In this article we will describe a modern setup for a backend build of micro-services, deployed in Docker containers on a Cloud infrastructure. The article will give an overview of the available components and technologies. It is not intended to recap or summarize existing documentation on this topic, but to give a comprehensive overview and to explain the pros and cons of different approaches and strategies which have proven successful for 3SS. We will explain and detail the setup based on our own product development activities in order to provide practical examples and experiences.
When setting out to design and build the architecture for the backend infrastructure and system for our product, we had to keep in mind a few facts about our potential customers:
Peaks in usage at prime-time
VOD and TV services usually see high usage-peaks at certain hours of the day and days in the week, while the usage drops in the intervening periods. With a classic setup, the infrastructure needs to be dimensioned to handle the big peaks and then be less used or unused for the remaining 80-90% of the time between the peaks.

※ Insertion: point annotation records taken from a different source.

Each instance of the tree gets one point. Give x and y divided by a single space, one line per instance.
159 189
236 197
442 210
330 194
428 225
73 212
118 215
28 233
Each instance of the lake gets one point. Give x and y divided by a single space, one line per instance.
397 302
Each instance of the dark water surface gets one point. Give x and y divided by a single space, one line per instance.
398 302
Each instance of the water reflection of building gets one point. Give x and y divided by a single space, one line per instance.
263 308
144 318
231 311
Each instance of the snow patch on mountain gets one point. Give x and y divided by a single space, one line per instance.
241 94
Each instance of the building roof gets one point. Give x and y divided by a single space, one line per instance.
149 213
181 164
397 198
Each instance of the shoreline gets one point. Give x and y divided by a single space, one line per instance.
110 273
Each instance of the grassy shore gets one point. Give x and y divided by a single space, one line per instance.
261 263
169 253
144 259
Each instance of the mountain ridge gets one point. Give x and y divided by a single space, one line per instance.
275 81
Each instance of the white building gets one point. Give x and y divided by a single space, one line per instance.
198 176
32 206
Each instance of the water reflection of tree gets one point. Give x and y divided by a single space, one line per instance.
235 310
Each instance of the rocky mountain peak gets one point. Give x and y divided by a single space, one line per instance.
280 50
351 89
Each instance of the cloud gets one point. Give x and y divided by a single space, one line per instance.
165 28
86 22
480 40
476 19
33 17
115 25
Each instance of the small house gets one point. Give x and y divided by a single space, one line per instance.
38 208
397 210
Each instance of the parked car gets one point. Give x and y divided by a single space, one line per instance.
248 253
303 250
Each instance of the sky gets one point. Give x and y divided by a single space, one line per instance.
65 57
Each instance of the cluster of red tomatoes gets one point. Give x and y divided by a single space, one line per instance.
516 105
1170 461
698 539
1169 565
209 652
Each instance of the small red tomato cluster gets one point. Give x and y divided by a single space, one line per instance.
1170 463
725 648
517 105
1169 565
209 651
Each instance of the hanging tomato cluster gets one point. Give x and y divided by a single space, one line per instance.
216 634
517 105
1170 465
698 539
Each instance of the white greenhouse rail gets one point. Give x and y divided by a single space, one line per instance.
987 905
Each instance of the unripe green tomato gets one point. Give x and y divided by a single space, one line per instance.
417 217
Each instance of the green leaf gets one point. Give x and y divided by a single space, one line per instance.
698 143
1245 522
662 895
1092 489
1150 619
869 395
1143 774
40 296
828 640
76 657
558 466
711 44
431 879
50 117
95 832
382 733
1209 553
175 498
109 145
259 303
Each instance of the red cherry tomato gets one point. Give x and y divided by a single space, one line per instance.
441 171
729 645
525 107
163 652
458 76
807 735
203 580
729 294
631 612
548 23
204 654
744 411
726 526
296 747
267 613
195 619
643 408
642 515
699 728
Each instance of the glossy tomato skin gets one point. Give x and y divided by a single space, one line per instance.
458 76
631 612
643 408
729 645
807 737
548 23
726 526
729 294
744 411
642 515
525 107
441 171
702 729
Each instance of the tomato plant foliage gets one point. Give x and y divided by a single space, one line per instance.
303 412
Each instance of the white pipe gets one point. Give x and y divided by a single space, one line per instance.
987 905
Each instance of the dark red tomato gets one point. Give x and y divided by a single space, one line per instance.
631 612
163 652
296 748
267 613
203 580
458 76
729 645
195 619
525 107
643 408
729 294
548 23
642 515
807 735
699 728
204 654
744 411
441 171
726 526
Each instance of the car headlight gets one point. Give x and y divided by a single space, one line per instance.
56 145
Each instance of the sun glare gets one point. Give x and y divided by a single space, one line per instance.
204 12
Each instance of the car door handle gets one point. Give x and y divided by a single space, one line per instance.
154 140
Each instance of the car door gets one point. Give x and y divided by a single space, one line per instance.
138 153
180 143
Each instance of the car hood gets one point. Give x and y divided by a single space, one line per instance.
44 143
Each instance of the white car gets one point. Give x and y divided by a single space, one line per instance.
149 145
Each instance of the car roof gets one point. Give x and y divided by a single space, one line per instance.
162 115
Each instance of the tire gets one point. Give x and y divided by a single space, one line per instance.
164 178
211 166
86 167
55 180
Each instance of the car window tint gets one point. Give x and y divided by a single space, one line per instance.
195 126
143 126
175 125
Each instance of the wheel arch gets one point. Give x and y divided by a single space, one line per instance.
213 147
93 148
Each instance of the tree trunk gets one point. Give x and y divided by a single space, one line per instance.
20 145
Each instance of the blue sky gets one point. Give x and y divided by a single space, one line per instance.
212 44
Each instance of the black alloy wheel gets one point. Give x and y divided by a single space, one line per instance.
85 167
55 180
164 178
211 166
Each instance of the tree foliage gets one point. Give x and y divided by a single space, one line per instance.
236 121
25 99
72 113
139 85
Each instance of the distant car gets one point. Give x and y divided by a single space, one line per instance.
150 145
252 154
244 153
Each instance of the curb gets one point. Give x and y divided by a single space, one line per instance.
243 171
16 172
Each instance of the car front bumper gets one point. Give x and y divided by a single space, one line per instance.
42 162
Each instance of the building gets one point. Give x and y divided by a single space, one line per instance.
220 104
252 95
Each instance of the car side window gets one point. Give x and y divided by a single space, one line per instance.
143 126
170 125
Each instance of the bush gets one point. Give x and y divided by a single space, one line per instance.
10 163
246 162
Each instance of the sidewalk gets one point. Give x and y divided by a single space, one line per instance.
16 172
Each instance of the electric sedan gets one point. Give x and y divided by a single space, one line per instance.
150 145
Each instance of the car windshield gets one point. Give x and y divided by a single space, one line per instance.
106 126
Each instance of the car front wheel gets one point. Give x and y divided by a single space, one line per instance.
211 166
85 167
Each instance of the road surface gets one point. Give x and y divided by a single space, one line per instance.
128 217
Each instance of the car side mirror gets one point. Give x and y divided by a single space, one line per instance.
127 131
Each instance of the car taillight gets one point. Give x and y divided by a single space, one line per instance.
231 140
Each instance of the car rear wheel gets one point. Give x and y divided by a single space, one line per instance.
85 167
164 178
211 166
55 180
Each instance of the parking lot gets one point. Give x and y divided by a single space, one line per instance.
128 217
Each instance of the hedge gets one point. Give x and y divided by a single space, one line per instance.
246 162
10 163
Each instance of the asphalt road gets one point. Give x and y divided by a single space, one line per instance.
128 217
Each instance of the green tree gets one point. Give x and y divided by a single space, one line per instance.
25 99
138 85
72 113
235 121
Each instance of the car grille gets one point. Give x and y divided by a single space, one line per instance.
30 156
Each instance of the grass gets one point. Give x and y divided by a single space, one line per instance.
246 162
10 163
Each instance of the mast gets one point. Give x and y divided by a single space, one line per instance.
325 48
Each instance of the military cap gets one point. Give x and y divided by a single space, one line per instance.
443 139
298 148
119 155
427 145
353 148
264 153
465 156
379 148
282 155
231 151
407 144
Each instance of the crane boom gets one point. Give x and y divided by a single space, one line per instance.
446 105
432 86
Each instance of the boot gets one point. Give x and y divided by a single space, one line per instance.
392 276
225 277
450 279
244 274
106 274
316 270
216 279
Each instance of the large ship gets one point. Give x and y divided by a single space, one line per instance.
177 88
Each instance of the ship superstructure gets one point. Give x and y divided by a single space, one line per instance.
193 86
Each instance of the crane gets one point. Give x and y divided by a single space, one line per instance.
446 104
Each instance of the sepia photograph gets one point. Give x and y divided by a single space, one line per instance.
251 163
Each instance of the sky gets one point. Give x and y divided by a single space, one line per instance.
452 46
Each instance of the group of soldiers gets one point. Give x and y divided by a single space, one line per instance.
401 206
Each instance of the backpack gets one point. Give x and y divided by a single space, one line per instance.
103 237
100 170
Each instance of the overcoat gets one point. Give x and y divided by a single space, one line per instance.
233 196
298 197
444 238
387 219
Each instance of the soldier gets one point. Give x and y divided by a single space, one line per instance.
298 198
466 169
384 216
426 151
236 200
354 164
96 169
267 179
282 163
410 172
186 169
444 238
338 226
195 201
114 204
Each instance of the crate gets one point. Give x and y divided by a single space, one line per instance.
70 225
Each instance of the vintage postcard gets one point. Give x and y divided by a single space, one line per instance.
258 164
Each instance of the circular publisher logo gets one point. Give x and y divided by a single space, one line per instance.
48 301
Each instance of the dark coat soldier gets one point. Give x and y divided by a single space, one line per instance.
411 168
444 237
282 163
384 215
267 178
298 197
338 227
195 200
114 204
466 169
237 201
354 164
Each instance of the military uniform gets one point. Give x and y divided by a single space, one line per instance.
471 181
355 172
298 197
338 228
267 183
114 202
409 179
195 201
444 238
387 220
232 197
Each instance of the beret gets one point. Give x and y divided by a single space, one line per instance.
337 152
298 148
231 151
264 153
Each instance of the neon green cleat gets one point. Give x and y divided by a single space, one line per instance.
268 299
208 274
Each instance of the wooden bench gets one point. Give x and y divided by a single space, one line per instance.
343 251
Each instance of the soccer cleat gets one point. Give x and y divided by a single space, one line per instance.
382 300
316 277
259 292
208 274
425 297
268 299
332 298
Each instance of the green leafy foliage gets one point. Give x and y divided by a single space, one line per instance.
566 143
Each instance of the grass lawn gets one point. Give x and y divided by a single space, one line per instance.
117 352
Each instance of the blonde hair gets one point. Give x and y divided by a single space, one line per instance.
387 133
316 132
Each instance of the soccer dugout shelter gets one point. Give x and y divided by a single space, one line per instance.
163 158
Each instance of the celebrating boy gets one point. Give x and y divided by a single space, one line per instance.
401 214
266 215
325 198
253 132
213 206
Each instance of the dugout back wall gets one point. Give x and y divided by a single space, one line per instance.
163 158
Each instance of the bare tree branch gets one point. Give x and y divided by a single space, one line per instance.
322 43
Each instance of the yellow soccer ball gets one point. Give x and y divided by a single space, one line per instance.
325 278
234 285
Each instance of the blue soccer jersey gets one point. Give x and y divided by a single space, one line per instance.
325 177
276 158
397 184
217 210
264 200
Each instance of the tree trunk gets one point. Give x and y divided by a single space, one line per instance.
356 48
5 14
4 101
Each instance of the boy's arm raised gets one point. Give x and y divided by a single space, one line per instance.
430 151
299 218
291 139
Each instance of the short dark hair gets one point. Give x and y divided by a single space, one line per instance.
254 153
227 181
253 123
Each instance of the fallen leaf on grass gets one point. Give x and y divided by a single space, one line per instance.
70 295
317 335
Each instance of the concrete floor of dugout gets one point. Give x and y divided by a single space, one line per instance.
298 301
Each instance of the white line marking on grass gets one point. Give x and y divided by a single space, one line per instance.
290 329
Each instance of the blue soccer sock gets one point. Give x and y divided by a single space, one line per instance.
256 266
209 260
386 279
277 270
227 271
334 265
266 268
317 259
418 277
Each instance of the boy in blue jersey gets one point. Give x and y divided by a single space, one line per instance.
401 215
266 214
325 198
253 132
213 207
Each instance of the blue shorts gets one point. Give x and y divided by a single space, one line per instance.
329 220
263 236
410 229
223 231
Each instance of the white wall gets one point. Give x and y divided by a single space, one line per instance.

Constantly growing user-base
New services typically start with lower subscriber numbers and constantly gain new users. Therefore, there is a need for an infrastructure which scales with growth, but which can be maintained and upgraded with minimal effort.
We decided to move away from a monolithic backend architecture to a solution which allows us to scale with our customers and does not restrict us in any way as regards to future technology choices. Moreover, we wanted to make sure that we can maintain, upgrade and develop individual services independently while limiting the potential impact on errors when making production updates.
Although right now all our services are written in node.js this does not mean that, in the future, we will not decide that Python, Go or any other language might be better suited for a certain task.
As the title of this article suggests, the infrastructure which we are describing has the following main components:
Cloud Hosting
We use a Cloud-based infrastructure to host our cluster and containers. The same setup can be replicated locally or on a dedicated hosting environment, although, of course, the advantage of scalability is missing in that case. Cloud hosting does not only enable the possibility to rent CPU power or virtual machines - AWS, Google Cloud etc. It also enables a large set of services and products which make deployment and hosting more convenient.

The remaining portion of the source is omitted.